RAPAFLO(TM) was originally developed by Kissei Pharmaceutical Co., Ltd. in Japan, where RAPAFLO(TM) is the BPH market leader, and licensed to Watson for the U.S., Canada and Mexico markets.
About Watson Pharmaceuticals, Inc.
Watson Pharmaceuticals, Inc. (NYSE: WPI ) is a global leader in the development and distribution of pharmaceuticals with a broad portfolio of generic products and a specialized portfolio of branded pharmaceuticals focused on Urology, Gynecology and Nephrology (Medical).
In the U.S., the Watson portfolio includes RAPAFLO(TM), GELNIQUE(TM), TRELSTAR® LA; TRELSTAR® Depot; Ferrlecit®, INFeD® and Oxytrol®. In addition, Watson markets the following brands under co-promotion agreements: AndroGel®, with Solvay Pharmaceuticals, Inc., and Femring®, with Warner Chilcott Limited. The Watson pipeline portfolio includes a number of products, including a six-month formulation of TRELSTAR®, for the treatment of advanced prostate cancer which is currently under review by the FDA; URACYST®, under development for cystitis; and a novel new oral contraceptive.

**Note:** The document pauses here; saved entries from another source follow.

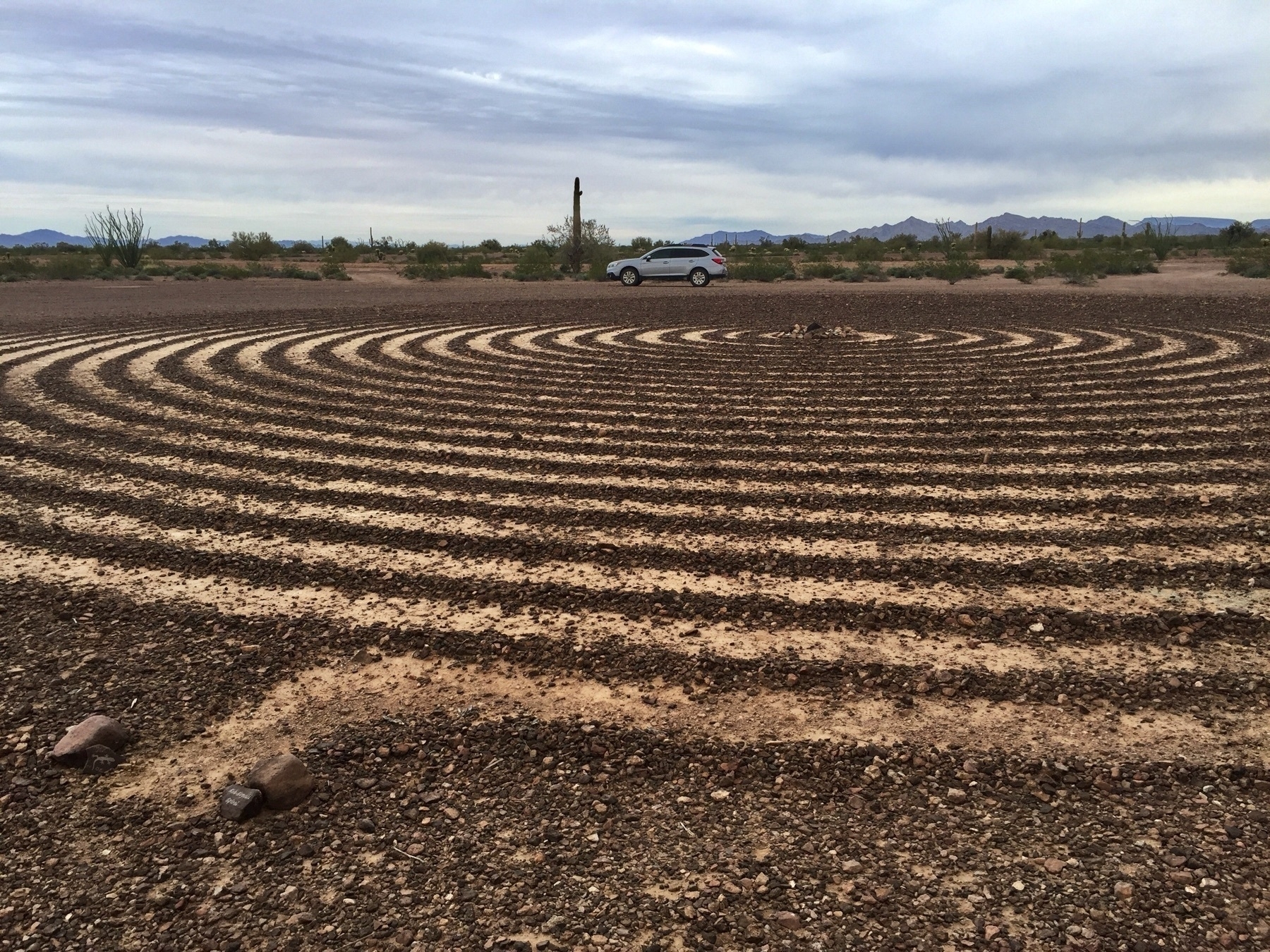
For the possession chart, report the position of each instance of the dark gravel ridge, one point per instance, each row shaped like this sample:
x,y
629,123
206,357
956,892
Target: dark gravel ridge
x,y
1118,429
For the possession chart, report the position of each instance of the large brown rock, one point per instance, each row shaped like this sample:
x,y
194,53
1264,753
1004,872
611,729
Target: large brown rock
x,y
97,730
284,780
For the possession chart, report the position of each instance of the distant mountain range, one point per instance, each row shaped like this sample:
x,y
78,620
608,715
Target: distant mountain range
x,y
925,230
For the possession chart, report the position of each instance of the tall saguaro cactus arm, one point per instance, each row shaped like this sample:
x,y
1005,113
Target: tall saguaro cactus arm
x,y
576,241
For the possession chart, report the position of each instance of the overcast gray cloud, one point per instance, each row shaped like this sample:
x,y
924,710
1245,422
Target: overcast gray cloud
x,y
469,120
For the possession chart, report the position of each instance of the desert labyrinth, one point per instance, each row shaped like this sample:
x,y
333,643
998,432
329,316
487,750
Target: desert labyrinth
x,y
647,634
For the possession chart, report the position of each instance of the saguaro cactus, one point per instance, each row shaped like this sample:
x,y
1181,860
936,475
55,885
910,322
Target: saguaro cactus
x,y
576,241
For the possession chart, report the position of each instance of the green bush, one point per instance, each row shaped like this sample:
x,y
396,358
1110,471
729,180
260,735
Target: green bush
x,y
535,264
16,268
432,271
432,253
1091,264
253,245
1250,266
955,269
821,269
473,267
292,271
339,252
762,271
865,271
68,267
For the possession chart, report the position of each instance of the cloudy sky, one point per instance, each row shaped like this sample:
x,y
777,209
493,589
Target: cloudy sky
x,y
469,120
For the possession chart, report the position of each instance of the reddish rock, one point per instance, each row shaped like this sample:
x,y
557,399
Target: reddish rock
x,y
284,780
97,730
789,920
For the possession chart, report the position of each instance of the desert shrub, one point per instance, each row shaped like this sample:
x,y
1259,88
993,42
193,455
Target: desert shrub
x,y
761,271
339,250
1250,266
535,264
432,253
1003,244
292,271
117,235
1160,236
432,271
821,269
1095,263
865,271
68,267
17,268
866,249
955,269
253,245
471,267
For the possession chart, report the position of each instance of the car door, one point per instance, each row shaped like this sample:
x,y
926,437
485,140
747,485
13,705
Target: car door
x,y
657,264
679,266
692,257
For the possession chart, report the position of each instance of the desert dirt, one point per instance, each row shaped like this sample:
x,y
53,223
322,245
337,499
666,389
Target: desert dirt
x,y
612,617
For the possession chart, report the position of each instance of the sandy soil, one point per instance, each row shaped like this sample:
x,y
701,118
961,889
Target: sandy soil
x,y
612,617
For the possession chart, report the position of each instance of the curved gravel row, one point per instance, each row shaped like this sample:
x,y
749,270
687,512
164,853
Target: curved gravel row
x,y
695,633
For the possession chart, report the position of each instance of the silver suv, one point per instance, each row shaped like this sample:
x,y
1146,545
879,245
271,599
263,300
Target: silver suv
x,y
696,264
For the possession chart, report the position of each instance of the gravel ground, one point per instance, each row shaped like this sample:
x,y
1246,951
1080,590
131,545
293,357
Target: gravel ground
x,y
628,621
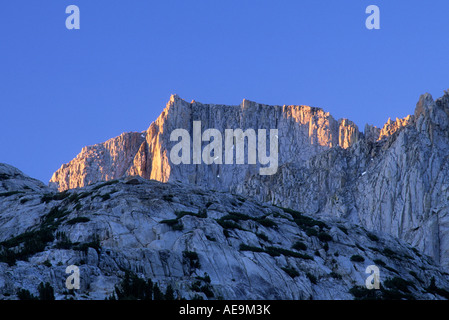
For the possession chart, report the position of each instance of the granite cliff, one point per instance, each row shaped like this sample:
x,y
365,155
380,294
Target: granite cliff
x,y
391,179
203,244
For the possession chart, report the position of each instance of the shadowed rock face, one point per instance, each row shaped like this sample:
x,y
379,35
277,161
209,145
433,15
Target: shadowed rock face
x,y
303,132
391,179
202,243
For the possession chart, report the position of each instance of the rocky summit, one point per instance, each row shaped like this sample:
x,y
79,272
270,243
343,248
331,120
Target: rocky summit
x,y
341,204
392,179
175,240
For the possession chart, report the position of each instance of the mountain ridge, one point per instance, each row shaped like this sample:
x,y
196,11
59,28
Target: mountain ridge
x,y
389,179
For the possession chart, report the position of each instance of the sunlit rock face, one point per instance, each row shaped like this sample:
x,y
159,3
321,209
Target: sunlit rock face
x,y
391,179
303,131
396,182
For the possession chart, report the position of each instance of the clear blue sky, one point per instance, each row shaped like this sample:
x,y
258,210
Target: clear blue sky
x,y
63,89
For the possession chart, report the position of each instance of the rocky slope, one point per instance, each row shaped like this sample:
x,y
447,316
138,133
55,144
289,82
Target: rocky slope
x,y
202,243
392,179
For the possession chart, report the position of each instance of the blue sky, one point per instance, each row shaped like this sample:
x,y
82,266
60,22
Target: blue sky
x,y
63,89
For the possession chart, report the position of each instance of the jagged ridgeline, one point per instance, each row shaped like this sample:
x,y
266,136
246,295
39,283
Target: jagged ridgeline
x,y
391,179
134,238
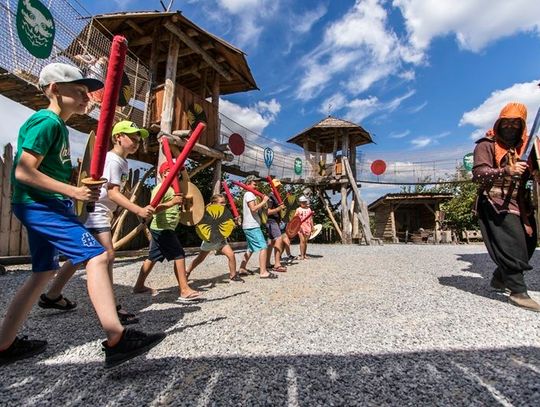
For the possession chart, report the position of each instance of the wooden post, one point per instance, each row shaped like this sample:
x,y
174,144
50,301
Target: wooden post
x,y
362,209
169,93
154,55
330,214
216,181
393,223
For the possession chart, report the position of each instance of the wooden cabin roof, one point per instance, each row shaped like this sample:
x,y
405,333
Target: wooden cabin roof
x,y
201,52
324,132
409,198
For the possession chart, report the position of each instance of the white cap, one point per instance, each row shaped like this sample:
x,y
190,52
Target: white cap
x,y
64,73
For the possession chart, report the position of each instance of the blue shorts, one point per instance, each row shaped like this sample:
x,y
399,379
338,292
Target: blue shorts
x,y
165,245
272,230
54,228
255,239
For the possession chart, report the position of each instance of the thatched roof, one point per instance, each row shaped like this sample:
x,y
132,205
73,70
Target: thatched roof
x,y
201,54
410,198
324,133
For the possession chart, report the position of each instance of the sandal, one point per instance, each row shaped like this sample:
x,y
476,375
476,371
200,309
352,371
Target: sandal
x,y
46,302
237,277
245,273
126,318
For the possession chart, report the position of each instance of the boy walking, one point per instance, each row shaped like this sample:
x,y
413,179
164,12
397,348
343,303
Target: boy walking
x,y
165,243
41,172
126,138
251,224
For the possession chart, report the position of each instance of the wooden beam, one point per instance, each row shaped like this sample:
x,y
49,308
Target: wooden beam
x,y
194,46
135,26
330,214
175,139
202,166
169,90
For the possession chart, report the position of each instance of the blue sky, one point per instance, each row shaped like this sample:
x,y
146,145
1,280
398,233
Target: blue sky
x,y
424,77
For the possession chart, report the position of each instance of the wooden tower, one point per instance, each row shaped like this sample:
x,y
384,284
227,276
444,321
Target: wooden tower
x,y
330,148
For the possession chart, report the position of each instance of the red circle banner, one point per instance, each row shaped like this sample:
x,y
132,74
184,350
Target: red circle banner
x,y
378,167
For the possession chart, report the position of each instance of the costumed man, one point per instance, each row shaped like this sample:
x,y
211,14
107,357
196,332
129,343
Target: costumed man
x,y
503,207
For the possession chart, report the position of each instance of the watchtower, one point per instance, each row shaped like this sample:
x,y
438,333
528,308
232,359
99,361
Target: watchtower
x,y
330,149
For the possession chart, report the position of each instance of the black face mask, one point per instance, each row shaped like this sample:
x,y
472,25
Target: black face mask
x,y
510,137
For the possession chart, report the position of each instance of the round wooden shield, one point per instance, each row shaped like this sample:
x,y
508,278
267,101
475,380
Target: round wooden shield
x,y
290,207
293,227
315,231
378,167
192,210
263,212
217,224
236,144
84,172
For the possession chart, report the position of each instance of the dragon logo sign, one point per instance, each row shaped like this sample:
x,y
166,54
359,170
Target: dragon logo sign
x,y
35,27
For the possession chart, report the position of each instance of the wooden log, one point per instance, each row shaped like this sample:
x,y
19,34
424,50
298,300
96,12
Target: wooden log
x,y
129,237
176,140
329,212
364,216
216,180
186,39
201,167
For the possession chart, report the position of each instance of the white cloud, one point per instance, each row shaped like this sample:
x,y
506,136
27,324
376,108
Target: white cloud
x,y
362,41
421,142
302,24
400,134
416,109
249,16
474,23
483,116
255,118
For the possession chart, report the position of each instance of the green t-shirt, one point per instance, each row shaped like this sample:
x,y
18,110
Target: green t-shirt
x,y
45,134
169,218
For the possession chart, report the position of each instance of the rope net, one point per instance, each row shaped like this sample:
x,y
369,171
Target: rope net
x,y
77,41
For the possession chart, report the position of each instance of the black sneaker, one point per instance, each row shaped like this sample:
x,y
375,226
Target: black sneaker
x,y
22,348
133,343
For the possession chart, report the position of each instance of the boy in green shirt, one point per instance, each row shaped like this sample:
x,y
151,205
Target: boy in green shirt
x,y
42,202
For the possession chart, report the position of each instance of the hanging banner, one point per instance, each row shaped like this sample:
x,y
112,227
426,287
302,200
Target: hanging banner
x,y
35,28
298,166
468,160
378,167
268,157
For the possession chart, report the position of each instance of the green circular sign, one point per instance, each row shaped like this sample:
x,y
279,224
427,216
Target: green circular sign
x,y
468,160
35,27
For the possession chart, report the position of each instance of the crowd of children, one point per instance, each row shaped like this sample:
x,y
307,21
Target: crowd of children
x,y
43,198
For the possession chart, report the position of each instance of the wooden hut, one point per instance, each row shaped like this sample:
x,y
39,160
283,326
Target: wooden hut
x,y
405,217
177,72
330,148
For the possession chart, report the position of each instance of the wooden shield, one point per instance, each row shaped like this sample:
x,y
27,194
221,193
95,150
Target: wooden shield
x,y
217,224
84,172
293,227
290,207
316,230
263,212
192,210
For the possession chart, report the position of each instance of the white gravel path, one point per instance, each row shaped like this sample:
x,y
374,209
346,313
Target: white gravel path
x,y
354,325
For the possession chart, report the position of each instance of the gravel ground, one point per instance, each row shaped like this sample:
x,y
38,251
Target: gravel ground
x,y
354,325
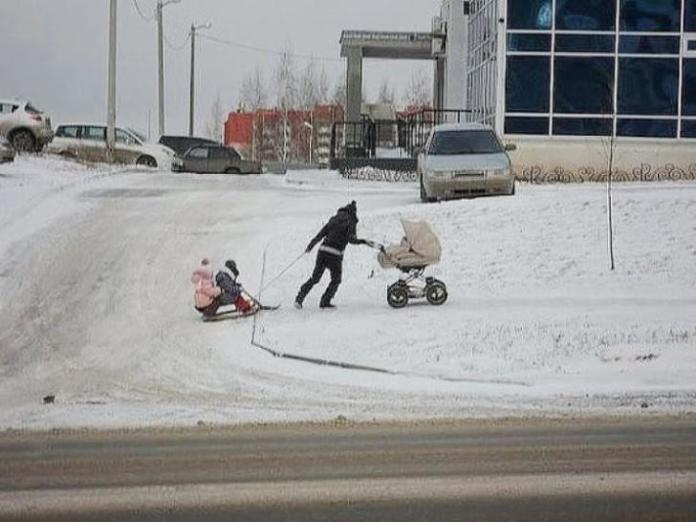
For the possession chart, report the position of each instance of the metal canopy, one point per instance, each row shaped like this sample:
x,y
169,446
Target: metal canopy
x,y
389,45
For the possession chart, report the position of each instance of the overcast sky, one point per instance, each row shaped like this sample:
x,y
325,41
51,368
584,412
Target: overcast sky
x,y
54,52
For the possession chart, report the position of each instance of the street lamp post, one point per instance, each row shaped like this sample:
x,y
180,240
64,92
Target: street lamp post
x,y
161,4
192,87
111,103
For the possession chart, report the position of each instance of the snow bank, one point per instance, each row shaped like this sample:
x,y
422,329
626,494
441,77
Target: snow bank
x,y
536,323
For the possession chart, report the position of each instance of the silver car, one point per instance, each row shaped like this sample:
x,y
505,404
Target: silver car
x,y
6,151
25,126
464,160
88,143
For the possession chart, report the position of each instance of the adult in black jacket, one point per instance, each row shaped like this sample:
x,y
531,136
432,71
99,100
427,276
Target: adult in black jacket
x,y
336,234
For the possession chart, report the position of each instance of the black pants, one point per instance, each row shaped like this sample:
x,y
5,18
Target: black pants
x,y
325,261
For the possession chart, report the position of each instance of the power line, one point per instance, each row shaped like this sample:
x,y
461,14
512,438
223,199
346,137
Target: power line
x,y
140,12
179,47
269,51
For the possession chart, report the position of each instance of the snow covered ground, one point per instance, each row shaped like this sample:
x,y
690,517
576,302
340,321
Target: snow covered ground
x,y
96,308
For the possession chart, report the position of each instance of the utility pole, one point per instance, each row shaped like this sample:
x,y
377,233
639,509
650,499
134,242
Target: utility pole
x,y
192,93
111,103
160,56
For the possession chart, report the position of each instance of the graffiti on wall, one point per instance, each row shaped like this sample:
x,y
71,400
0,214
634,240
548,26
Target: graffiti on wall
x,y
537,174
644,172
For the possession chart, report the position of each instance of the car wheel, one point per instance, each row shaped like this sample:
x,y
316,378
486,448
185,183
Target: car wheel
x,y
23,141
424,195
397,295
146,161
436,293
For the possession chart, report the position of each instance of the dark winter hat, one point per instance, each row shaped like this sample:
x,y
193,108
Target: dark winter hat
x,y
232,267
351,208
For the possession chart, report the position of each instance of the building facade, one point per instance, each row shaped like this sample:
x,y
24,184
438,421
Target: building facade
x,y
570,81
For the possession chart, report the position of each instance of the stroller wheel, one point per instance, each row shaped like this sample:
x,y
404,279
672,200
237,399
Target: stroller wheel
x,y
397,295
436,293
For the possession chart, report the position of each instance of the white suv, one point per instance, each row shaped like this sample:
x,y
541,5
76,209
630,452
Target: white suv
x,y
88,143
26,128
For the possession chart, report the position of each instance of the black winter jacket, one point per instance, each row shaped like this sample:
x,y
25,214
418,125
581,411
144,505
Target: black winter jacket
x,y
338,232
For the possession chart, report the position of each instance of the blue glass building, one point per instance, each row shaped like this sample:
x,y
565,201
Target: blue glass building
x,y
586,70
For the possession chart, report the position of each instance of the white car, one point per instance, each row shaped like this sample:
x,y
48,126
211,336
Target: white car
x,y
88,143
27,128
464,160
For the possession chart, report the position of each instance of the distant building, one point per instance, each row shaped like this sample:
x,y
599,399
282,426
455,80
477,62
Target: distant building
x,y
277,136
560,78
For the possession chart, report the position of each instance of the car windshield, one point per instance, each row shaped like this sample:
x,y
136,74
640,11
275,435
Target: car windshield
x,y
31,109
452,143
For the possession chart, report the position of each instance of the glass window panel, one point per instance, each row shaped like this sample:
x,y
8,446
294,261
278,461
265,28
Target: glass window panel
x,y
582,127
527,83
651,15
521,125
648,86
584,85
529,42
690,16
649,44
584,43
689,88
586,15
688,129
647,128
529,14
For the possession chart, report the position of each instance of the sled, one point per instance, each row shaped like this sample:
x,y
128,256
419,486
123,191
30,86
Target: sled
x,y
234,314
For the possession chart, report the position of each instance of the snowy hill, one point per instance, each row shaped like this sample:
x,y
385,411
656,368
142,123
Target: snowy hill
x,y
97,303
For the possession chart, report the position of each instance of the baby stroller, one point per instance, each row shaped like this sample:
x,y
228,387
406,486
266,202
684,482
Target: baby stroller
x,y
419,249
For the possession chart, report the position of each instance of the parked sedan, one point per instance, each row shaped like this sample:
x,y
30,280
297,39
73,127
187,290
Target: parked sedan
x,y
88,143
217,159
6,151
182,144
25,126
464,160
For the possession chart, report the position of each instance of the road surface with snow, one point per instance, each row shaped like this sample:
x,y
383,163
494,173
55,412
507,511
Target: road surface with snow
x,y
96,308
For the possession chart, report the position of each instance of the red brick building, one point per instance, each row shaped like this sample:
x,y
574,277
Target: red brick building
x,y
274,135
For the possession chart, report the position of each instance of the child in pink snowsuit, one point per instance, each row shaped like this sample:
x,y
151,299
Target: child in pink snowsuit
x,y
206,295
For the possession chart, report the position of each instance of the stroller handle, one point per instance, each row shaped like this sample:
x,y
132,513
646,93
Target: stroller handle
x,y
375,245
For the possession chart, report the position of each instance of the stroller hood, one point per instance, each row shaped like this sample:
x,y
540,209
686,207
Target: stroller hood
x,y
420,247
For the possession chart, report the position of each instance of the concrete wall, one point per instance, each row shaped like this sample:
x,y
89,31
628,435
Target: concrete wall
x,y
455,67
581,159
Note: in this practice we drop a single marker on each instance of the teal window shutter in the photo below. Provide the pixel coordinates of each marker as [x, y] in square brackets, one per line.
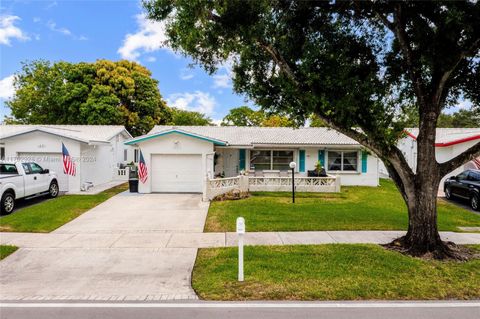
[364, 161]
[241, 161]
[301, 160]
[321, 157]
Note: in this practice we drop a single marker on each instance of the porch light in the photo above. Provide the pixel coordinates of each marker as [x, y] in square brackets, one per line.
[292, 166]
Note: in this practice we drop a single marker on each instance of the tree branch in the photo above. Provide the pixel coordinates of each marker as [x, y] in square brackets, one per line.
[468, 155]
[278, 58]
[446, 75]
[399, 30]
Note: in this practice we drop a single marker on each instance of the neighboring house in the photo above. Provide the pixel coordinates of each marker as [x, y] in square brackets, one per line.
[97, 150]
[449, 142]
[182, 158]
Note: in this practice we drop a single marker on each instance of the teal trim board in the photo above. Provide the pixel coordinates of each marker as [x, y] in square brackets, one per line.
[364, 161]
[301, 160]
[241, 159]
[321, 157]
[146, 138]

For press releases and other company information, visit the Watson website at http://www.watson.com.
Any statements contained in this press release that refer to future events or other non-historical facts are forward-looking statements that reflect Watson's current perspective of existing trends and information as of the date of this release. Except as expressly required by law, Watson disclaims any intent or obligation to update these forward-looking statements. Actual results may differ materially from Watson's current expectations depending upon a number of factors affecting Watson's business. These factors include, among others, the impact of competitive products and pricing; market acceptance of and continued demand for Watson's products, including RAPAFLO(TM); difficulties or delays in manufacturing; patents and other intellectual property rights held by the Company and the ability to successfully enforce such rights against third parties; and other risks and uncertainties detailed in Watson's periodic public filings with the Securities and Exchange Commission, including but not limited to Watson's Annual Report on Form 10-K for the year ended December 31, 2008.